Still, he managed to get a few things done once Democrats were in the majority. He won enactment of a bill to permit state and local governments to purchase equipment for homeland security and law enforcement at the discount prices available to federal agencies. And he won passage of a provision in the higher-education bill to aid minority colleges. Earlier in his House career, Towns had sponsored the Student Athlete Right-to-Know Act, which required colleges to report the graduation rates of student athletes.
Towns has faced serious primary challenges in recent elections. In 1997, he endorsed Republican Rudolph Giuliani for re-election as mayor of New York City. Voters in Bedford-Stuyvesant were not wild about Giuliani, and in 1998, Kings County Democratic Chairman Clarence Norman recruited Barry Ford, a Harvard-educated Wall Street lawyer, to run against Towns in the primary. Towns’s critics concentrated on his opposition to anti-tobacco legislation, which he’d argued would hurt farmers. The Campaign for Tobacco-Free Kids put up billboards reading, “Representative Towns: Big Tobacco or Kids?” Towns beat Ford 52%-36%. Emboldened by his decent showing against a longtime incumbent, Ford barely stopped campaigning over the next two years. Towns defended his support of Giuliani by pointing to the mayor’s support for commercial development, and he refused campaign contributions from tobacco companies. This time Towns beat Ford 57%-43%.
In 2006, his opponents in the primary were Councilman Charles Barron, who said that Towns had been “missing in action for years,” and Assemblyman Roger Green.

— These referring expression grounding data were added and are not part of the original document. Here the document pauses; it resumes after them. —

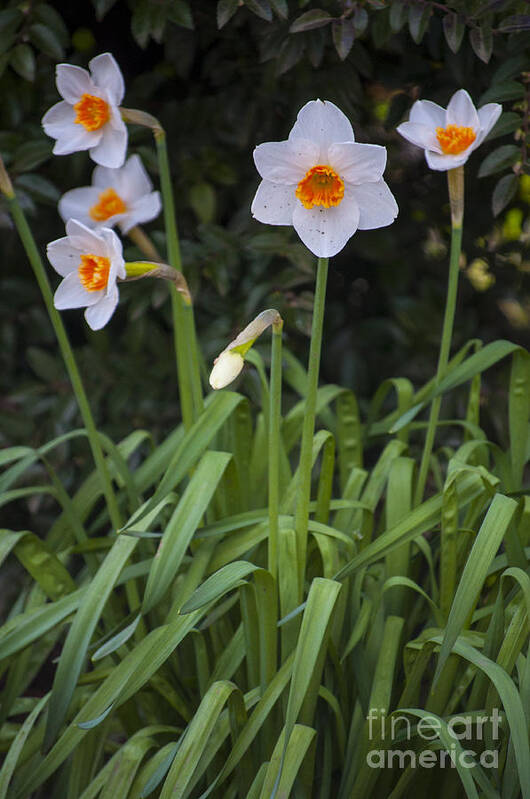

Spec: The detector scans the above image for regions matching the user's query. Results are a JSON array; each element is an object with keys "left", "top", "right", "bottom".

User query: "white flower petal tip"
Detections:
[
  {"left": 42, "top": 53, "right": 127, "bottom": 167},
  {"left": 47, "top": 220, "right": 124, "bottom": 330},
  {"left": 209, "top": 351, "right": 245, "bottom": 390},
  {"left": 251, "top": 100, "right": 396, "bottom": 258},
  {"left": 58, "top": 155, "right": 160, "bottom": 232},
  {"left": 397, "top": 88, "right": 502, "bottom": 171}
]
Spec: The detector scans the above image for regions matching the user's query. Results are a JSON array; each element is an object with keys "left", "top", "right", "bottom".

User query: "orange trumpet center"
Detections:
[
  {"left": 436, "top": 124, "right": 476, "bottom": 155},
  {"left": 79, "top": 254, "right": 110, "bottom": 292},
  {"left": 89, "top": 188, "right": 127, "bottom": 222},
  {"left": 296, "top": 165, "right": 345, "bottom": 210},
  {"left": 74, "top": 93, "right": 110, "bottom": 132}
]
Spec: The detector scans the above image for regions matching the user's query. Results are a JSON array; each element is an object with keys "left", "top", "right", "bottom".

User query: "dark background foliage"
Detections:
[{"left": 1, "top": 0, "right": 529, "bottom": 478}]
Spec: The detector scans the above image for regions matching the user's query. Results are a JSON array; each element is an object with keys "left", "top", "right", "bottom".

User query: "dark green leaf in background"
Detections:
[
  {"left": 492, "top": 173, "right": 518, "bottom": 216},
  {"left": 92, "top": 0, "right": 120, "bottom": 21},
  {"left": 217, "top": 0, "right": 239, "bottom": 28},
  {"left": 479, "top": 80, "right": 525, "bottom": 104},
  {"left": 469, "top": 23, "right": 493, "bottom": 64},
  {"left": 269, "top": 0, "right": 288, "bottom": 20},
  {"left": 32, "top": 4, "right": 70, "bottom": 47},
  {"left": 12, "top": 141, "right": 53, "bottom": 173},
  {"left": 498, "top": 14, "right": 530, "bottom": 33},
  {"left": 244, "top": 0, "right": 273, "bottom": 23},
  {"left": 389, "top": 1, "right": 407, "bottom": 34},
  {"left": 168, "top": 1, "right": 194, "bottom": 30},
  {"left": 443, "top": 12, "right": 465, "bottom": 53},
  {"left": 29, "top": 23, "right": 65, "bottom": 60},
  {"left": 332, "top": 19, "right": 355, "bottom": 61},
  {"left": 352, "top": 6, "right": 368, "bottom": 36},
  {"left": 290, "top": 9, "right": 332, "bottom": 34},
  {"left": 478, "top": 144, "right": 520, "bottom": 178},
  {"left": 408, "top": 3, "right": 431, "bottom": 44},
  {"left": 10, "top": 45, "right": 35, "bottom": 82}
]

But the challengers had their own problems. Barron’s call for reparations for descendants of slaves was controversial, and Green had pleaded guilty in 2004 to petty larceny for phony travel expenses while in office. Towns stayed above the fray and raised a lot of money. He won the primary with 47%, to 37% for Barron and 15% for Green—less-than-impressive results for a 12-term incumbent. Towns fared better in 2008 against Kevin Powell, a television reality show celebrity. Powell criticized Towns for his lack of influence in Congress and for endorsing Sen. Hillary Rodham Clinton in the Democratic presidential primary while many of his constituents supported Obama. But Towns stepped up his own campaigning and defended his support for his home-state senator, and he won 68%-32%.
There has been speculation that the incumbent would like to pass the district to his son, Assemblyman Darryl Towns, when he retires. But his rise to a chairmanship at age 74 might delay that prospect.